Regardless of the violence of Hamas’s assault on southern Israel on October 7 and the brutal Israeli invasion of Gaza that adopted, Mansour holds on to that hope for peace and equality.
“I’m not Hamas. Hamas came yesterday and I’ve been here for many years. Hamas came because of the occupation. And my friends and the Palestinian people — they are very peaceful. They hate fighting. They hate war. It’s not that we love to make wars. We hate it and would love to live as normal human beings — in peace. That’s our ultimate aim.”
So what’s the artist to do in occasions of battle or battle, I requested him. He’s been at it for 50 years, capturing the spirit of Palestinian wrestle and sumud.

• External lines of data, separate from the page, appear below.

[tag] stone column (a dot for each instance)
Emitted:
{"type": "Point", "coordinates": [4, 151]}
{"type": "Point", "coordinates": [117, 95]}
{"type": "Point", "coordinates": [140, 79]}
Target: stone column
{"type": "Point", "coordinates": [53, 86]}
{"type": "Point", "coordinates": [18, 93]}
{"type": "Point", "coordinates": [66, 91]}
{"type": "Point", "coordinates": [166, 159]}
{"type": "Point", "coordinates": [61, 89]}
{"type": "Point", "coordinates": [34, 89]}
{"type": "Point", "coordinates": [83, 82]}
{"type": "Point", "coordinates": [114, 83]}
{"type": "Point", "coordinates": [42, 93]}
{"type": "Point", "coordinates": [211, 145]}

“In my case,” he replied, “I believe I’m siding with the appropriate facet of historical past and I’m doing my finest in my skill to indicate that. I don’t suppose there’s a formulation for what artists ought to do. However they need to be truthful with their emotions, and they need to really feel with different folks. I can simply go and work in my studio and neglect about anything and make flowers and good ladies and make exhibitions and promote and so forth. However that’s not how I’m constructed. And artists mustn’t try this. They need to be extra energetic of their society.
“I believe in art as a social instrument, not as decoration for wealthy people’s houses.”